After this change, the begin point B+1 is marked invalid(UINT64_MAX), so no extra zero range is added.

295

See the above comment. that's from the gap between two non-overlapping ranges.

325

Fixed!

llvm/tools/llvm-profgen/ProfiledBinary.cpp
400–401

The value here is a std::pair, I guess you mean emplace?

llvm/tools/llvm-profgen/ProfiledBinary.h
167–169

Good catch!

hoy added inline comments.Sep 16 2021, 12:44 PM
llvm/tools/llvm-profgen/ProfileGenerator.cpp
208–209

I actually meant you can just do something like below. Sorry for the confusion.

Boundaries[Begin].addBeginCount(Count);
Boundaries[End].addEndCount(Count);
if (Count == 0) {
  BeginPoint.IsZeroRangeBegin = true;
  EndPoint.IsZeroRangeEnd = true;
}
242

Thanks for the explanation. It makes sense to me now. Would be great to include your example in the comment.

wlei updated this revision to Diff 373047.Sep 16 2021, 1:11 PM

addressing Hongtao's feedback.

llvm/tools/llvm-profgen/ProfileGenerator.cpp
208–209

I see, that's clearer. Thanks!

242

example added!

hoy added a comment.Sep 16 2021, 1:44 PM

lgtm, thanks.

hoy accepted this revision.Sep 16 2021, 1:44 PM
This revision is now accepted and ready to land.Sep 16 2021, 1:44 PM
wenlei accepted this revision.Sep 22 2021, 10:12 PM

lgtm, thanks.

For the implementation, it leverages the range counter, initializes all the executed function range with the zero-value.

This should be quite efficient.

llvm/tools/llvm-profgen/ProfileGenerator.cpp
148

curious why we need this?

221

Since we only add zero ranges for functions, there won't be any overlapping zero range and the Depth is going to be either 0 or 1, right?

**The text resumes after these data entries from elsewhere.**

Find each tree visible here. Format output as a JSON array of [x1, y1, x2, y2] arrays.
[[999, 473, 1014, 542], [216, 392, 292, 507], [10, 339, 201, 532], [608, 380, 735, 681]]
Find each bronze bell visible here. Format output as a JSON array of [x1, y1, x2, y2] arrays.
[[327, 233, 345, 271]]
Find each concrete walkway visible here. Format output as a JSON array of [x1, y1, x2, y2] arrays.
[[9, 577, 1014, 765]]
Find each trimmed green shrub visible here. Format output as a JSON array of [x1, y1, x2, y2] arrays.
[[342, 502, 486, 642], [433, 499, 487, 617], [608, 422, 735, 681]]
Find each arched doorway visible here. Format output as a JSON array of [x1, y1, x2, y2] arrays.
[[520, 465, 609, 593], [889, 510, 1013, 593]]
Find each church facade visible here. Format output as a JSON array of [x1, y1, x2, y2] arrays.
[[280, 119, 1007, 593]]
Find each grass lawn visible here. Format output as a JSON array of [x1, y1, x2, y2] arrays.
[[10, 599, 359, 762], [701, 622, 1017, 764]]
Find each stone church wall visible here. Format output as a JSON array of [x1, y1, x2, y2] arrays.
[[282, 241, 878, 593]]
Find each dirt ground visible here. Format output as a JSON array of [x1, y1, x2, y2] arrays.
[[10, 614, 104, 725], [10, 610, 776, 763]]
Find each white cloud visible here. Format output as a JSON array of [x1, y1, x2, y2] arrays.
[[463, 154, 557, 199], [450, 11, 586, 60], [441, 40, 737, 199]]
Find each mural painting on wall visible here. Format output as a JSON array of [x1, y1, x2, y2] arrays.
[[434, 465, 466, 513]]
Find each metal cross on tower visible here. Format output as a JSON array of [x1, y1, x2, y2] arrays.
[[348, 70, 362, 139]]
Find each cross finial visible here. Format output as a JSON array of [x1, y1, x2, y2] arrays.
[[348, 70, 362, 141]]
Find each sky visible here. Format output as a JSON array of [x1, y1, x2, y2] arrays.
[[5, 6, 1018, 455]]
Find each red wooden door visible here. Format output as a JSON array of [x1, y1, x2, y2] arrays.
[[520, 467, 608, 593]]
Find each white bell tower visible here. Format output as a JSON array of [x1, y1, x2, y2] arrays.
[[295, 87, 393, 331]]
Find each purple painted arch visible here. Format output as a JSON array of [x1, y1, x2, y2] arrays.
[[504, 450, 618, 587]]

wlei added inline comments.Sep 22 2021, 10:46 PM
llvm/tools/llvm-profgen/ProfileGenerator.cpp
148

uh, I just wrote it unintentionally, it can be removed.

221

Yes, in our case, function range apparently won't overlap and also there is no zero count in the sample.

This revision was landed with ongoing or failed builds.Sep 24 2021, 2:16 PM
This revision was automatically updated to reflect the committed changes.